Tuesday, February 5, 2013

New York Times OpEd:Suketu Mehta -India’s Speech Impediments

Op-Ed Contributor  
India’s Speech Impediments By Published: February 5, 2013

INDIA is in the throes of what Salman Rushdie rightly calls a “cultural emergency.” Writers and artists of all kinds are being harassed, sued and arrested for what they say or write or create. The government either stands by and does nothing to protect freedom of speech, or it actively abets its suppression.

This year, the world’s largest democracy ranked a miserable 140th out of 179 countries in the Reporters Without Borders Press Freedom Index — falling nine places from last year. Today, Afghanistan and Qatar have a freer press than India. 

In recent years, the government has cast a watchful eye on the Internet, demanding that companies like Google and Facebook prescreen content and remove items that might be deemed “disparaging” or “inflammatory,” according to technology industry executives there. 

In November, police in Mumbai arrested a 21-year-old woman for complaining on Facebook about the shutdown of the city after the death of the nativist politician Bal K. Thackeray; another Facebook user was arrested for “liking” the first woman’s comment. The grounds for the arrests? “Hurting religious sentiments.” 

Mr. Rushdie, who after the 1988 publication of “The Satanic Verses” became, to his chagrin, a human weather vane for the right to free speech, was to travel to Kolkata last week to attend a literary festival. At the last minute, he says, he was informed that the police in West Bengal would block his arrival. Local politicians chimed in to support the ban. “Rushdie never should have been invited,” an official in the party that rules the state told me. “Thirty percent of Bengali voters are Muslims.”

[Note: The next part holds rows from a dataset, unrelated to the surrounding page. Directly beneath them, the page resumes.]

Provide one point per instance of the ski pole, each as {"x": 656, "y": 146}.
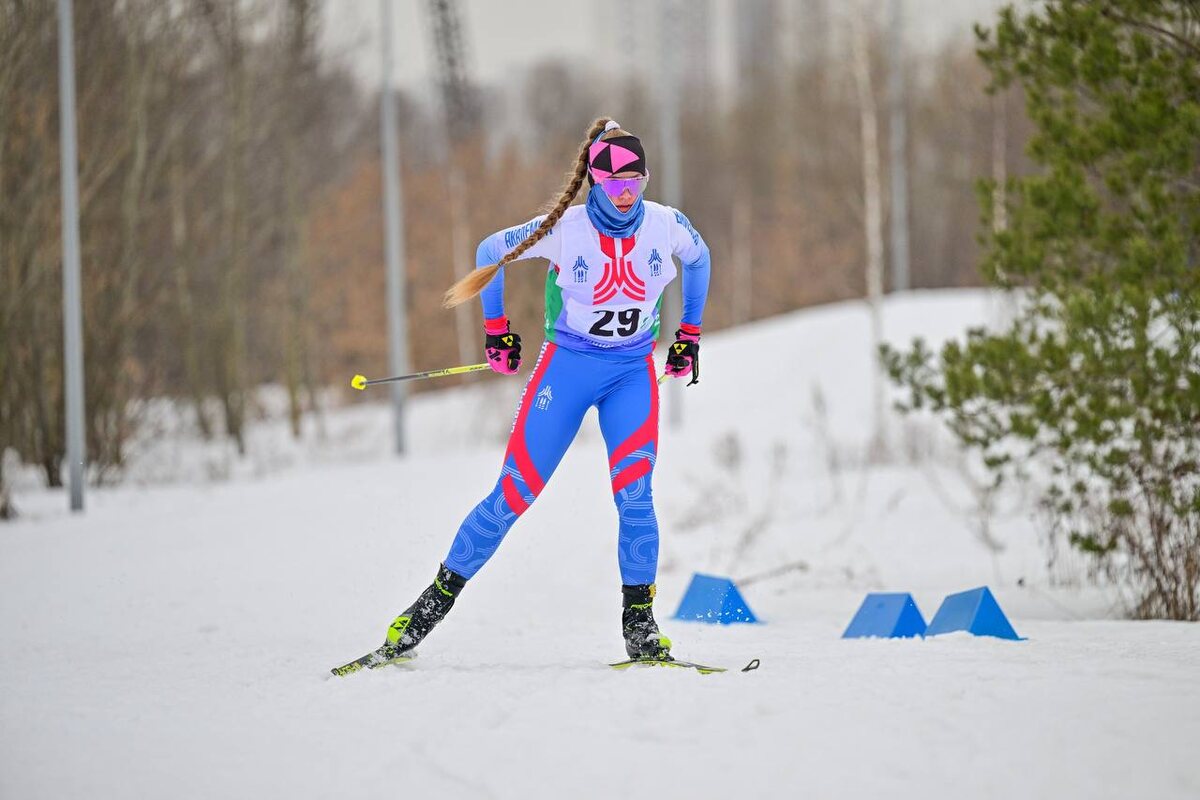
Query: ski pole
{"x": 361, "y": 383}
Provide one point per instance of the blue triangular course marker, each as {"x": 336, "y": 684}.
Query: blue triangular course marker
{"x": 888, "y": 615}
{"x": 976, "y": 612}
{"x": 711, "y": 599}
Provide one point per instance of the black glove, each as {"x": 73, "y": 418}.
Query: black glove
{"x": 683, "y": 356}
{"x": 503, "y": 353}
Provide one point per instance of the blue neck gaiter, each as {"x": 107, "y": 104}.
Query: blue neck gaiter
{"x": 611, "y": 222}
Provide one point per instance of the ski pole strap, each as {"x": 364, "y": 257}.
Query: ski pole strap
{"x": 360, "y": 382}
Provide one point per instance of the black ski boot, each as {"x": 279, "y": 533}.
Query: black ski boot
{"x": 642, "y": 636}
{"x": 431, "y": 607}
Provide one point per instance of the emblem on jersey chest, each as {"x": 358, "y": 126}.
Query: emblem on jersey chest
{"x": 655, "y": 264}
{"x": 580, "y": 270}
{"x": 618, "y": 272}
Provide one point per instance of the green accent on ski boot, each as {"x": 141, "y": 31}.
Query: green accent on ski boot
{"x": 397, "y": 629}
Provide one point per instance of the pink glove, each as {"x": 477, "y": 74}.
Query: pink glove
{"x": 503, "y": 348}
{"x": 683, "y": 358}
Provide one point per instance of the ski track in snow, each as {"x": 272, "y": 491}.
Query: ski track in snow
{"x": 175, "y": 641}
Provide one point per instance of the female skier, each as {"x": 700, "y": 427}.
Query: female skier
{"x": 610, "y": 260}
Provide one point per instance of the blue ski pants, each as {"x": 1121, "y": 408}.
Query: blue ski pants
{"x": 563, "y": 386}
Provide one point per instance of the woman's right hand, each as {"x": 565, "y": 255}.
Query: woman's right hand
{"x": 503, "y": 352}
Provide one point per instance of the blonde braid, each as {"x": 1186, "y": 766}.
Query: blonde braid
{"x": 479, "y": 278}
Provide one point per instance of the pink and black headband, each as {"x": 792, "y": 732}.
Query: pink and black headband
{"x": 617, "y": 155}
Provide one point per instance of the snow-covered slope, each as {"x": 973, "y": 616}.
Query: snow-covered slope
{"x": 175, "y": 639}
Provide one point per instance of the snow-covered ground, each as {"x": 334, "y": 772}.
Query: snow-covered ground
{"x": 175, "y": 639}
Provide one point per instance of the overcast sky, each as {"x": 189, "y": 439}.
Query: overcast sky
{"x": 507, "y": 36}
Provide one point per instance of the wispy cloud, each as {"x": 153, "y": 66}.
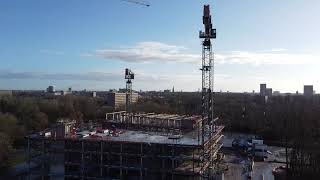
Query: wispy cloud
{"x": 147, "y": 52}
{"x": 267, "y": 58}
{"x": 52, "y": 52}
{"x": 90, "y": 76}
{"x": 160, "y": 52}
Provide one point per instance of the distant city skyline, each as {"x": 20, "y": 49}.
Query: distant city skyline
{"x": 88, "y": 44}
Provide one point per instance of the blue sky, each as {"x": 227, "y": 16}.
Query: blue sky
{"x": 87, "y": 44}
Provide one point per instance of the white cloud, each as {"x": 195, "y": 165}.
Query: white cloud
{"x": 147, "y": 52}
{"x": 46, "y": 51}
{"x": 161, "y": 52}
{"x": 266, "y": 58}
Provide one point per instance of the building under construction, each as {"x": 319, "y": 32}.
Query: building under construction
{"x": 131, "y": 145}
{"x": 149, "y": 146}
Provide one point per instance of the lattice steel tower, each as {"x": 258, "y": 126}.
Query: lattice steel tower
{"x": 129, "y": 76}
{"x": 207, "y": 74}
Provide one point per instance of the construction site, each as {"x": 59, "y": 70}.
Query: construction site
{"x": 135, "y": 145}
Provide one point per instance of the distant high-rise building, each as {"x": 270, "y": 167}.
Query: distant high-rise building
{"x": 263, "y": 89}
{"x": 277, "y": 93}
{"x": 268, "y": 91}
{"x": 51, "y": 89}
{"x": 308, "y": 90}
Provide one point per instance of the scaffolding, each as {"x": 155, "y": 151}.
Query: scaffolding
{"x": 141, "y": 152}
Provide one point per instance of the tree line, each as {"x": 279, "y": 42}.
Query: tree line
{"x": 20, "y": 116}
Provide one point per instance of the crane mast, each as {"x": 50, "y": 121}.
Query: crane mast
{"x": 207, "y": 74}
{"x": 129, "y": 76}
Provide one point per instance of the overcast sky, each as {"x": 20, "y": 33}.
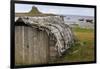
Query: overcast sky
{"x": 56, "y": 9}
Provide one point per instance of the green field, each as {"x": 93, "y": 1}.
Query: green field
{"x": 83, "y": 49}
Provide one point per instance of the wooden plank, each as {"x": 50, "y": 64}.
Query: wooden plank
{"x": 18, "y": 46}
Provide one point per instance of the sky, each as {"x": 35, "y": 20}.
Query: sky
{"x": 61, "y": 10}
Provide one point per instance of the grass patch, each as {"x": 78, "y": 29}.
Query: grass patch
{"x": 83, "y": 49}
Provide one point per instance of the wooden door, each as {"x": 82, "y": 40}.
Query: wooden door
{"x": 31, "y": 46}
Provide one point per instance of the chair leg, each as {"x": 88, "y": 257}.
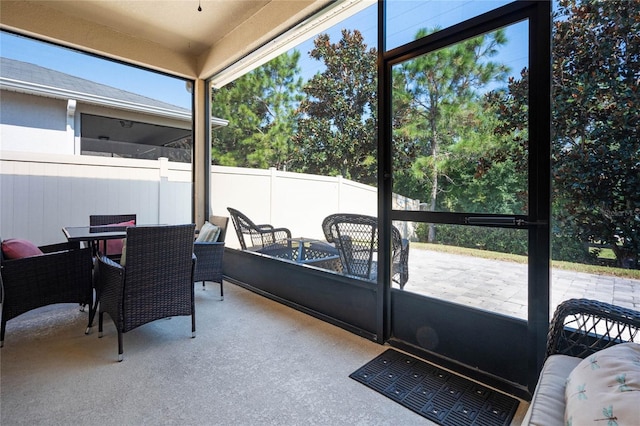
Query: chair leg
{"x": 120, "y": 356}
{"x": 100, "y": 315}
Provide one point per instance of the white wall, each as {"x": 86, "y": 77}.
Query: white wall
{"x": 34, "y": 124}
{"x": 41, "y": 193}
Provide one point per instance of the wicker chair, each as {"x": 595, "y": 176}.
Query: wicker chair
{"x": 356, "y": 238}
{"x": 105, "y": 219}
{"x": 259, "y": 235}
{"x": 582, "y": 327}
{"x": 61, "y": 275}
{"x": 209, "y": 263}
{"x": 156, "y": 281}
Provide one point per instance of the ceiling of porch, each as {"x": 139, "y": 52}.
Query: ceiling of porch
{"x": 170, "y": 36}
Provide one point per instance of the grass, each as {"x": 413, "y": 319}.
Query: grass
{"x": 578, "y": 267}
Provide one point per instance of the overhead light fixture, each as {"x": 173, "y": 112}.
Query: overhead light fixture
{"x": 326, "y": 18}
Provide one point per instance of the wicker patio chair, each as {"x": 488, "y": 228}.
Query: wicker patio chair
{"x": 155, "y": 282}
{"x": 61, "y": 275}
{"x": 582, "y": 327}
{"x": 110, "y": 219}
{"x": 259, "y": 235}
{"x": 210, "y": 254}
{"x": 356, "y": 238}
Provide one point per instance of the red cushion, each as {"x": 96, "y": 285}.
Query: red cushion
{"x": 15, "y": 248}
{"x": 114, "y": 247}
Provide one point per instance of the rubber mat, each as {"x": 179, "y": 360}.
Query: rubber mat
{"x": 438, "y": 395}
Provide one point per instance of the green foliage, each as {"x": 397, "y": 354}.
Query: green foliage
{"x": 260, "y": 107}
{"x": 440, "y": 128}
{"x": 337, "y": 128}
{"x": 596, "y": 117}
{"x": 596, "y": 122}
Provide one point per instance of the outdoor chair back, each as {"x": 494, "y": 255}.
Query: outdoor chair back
{"x": 61, "y": 275}
{"x": 210, "y": 254}
{"x": 356, "y": 238}
{"x": 258, "y": 236}
{"x": 156, "y": 280}
{"x": 112, "y": 248}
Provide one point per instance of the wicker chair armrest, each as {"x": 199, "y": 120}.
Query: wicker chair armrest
{"x": 109, "y": 280}
{"x": 581, "y": 327}
{"x": 52, "y": 248}
{"x": 281, "y": 233}
{"x": 209, "y": 263}
{"x": 265, "y": 227}
{"x": 58, "y": 277}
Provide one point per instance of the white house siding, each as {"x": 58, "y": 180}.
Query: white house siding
{"x": 34, "y": 124}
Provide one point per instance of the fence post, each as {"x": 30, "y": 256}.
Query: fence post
{"x": 163, "y": 187}
{"x": 272, "y": 186}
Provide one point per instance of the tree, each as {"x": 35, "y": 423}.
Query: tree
{"x": 596, "y": 122}
{"x": 596, "y": 118}
{"x": 337, "y": 128}
{"x": 443, "y": 91}
{"x": 261, "y": 109}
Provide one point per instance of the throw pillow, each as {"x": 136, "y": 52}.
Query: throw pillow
{"x": 15, "y": 248}
{"x": 208, "y": 234}
{"x": 114, "y": 247}
{"x": 605, "y": 388}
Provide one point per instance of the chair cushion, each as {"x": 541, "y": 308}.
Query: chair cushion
{"x": 114, "y": 247}
{"x": 15, "y": 248}
{"x": 208, "y": 234}
{"x": 547, "y": 405}
{"x": 605, "y": 387}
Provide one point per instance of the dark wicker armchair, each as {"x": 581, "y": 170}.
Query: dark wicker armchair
{"x": 259, "y": 235}
{"x": 110, "y": 219}
{"x": 209, "y": 263}
{"x": 156, "y": 281}
{"x": 356, "y": 238}
{"x": 581, "y": 327}
{"x": 61, "y": 275}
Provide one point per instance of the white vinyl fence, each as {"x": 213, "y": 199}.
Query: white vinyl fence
{"x": 41, "y": 193}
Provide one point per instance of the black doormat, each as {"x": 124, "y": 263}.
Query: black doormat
{"x": 440, "y": 396}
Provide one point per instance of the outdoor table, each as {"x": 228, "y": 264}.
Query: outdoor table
{"x": 306, "y": 251}
{"x": 92, "y": 235}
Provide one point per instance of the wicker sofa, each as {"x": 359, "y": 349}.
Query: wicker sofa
{"x": 579, "y": 330}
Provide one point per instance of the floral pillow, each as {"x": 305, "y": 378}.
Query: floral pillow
{"x": 605, "y": 388}
{"x": 208, "y": 234}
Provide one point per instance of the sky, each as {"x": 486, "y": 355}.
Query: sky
{"x": 405, "y": 18}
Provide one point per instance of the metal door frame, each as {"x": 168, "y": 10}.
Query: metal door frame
{"x": 538, "y": 14}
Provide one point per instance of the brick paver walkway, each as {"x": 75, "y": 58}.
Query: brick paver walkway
{"x": 500, "y": 286}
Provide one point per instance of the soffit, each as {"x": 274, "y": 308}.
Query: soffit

The organizers of the literary festival had held up Kolkata as the “cultural capital of India.” The notion that any cultural capital would try to silence speech — or punish artists who do speak out — is, of course, preposterous. But then, Kolkata is hardly alone. 

At the other end of the country, at the Jaipur Literature Festival, a similar spectacle was unfolding. With 120,000 visitors in 2012, Jaipur’s bookfest is among the world’s largest, living proof of Indians’ hunger for literary voices. Or some voices. This year, local leaders of the Bharatiya Janata Party, which advocates Hindu nationalism, demanded that Pakistani writers be banned from the festival. (To their credit, festival organizers stood their ground, and several Pakistani authors did speak.)

Then, just after the festival leaders navigated this controversy, another sprang up. On a panel titled “Republic of Ideas,” the sociologist Ashis Nandy, perhaps the country’s most prominent public intellectual, offered a nuanced argument about the prevalence of corruption among the lower castes. The remarks, arguably, were no more provocative than an American professor’s saying that some early Irish and Italian immigrants joined corrupt political machines like Tammany Hall to climb the socioeconomic ladder. 

And in any free society, it would be fair to debate the point. But in Jaipur, Mr. Nandy was charged with a crime under the Prevention of Atrocities Act. 

In India today, it seems, free speech is itself an atrocity. 

A film, for example, might pass the Censor Board, but then be summarily banned by a state government. That’s what happened with “Vishwaroopam,” a Tamil spy thriller released worldwide — but not in the Indian state of Tamil Nadu, where officials prevented its screening, fearing that it might anger Muslims. 

Next door, in Bangalore, the police demanded that an art gallery remove partially nude pictures of Hindu deities lest they hurt Hindu sentiments and cause mob violence. 

Under the modern Indian Constitution, freedom of speech is highly qualified, subject to what the government deems “reasonable” restrictions. The state can silence its citizens for any number of reasons, including “public order,” “decency or morality” and “friendly relations with foreign states.”

India’s courts, meanwhile, do little to rein in government authorities. The country’s Supreme Court, in the end, did stay Mr. Nandy’s arrest, but it also reinforced the state’s position that he had “no license” to make such statements: “An idea can always hurt people,” the chief justice opined. “An idea can certainly be punished under the law.” 

But India cannot hope to be a true cultural capital of the world — let alone a truly free society — until it firmly protects the right to speech. Without an unqualified constitutional amendment that guarantees this freedom, as the American Constitution’s First Amendment does, the country cannot fairly claim to be the “world’s largest democracy.” 

Indians must understand that free speech — the right to think and exchange ideas freely — is at the core of the democracy they cherish. If the former is weak, the latter cannot help but be as well.

Suketu Mehta, an associate professor of journalism at New York University, is the author of “Maximum City: Bombay Lost and Found.”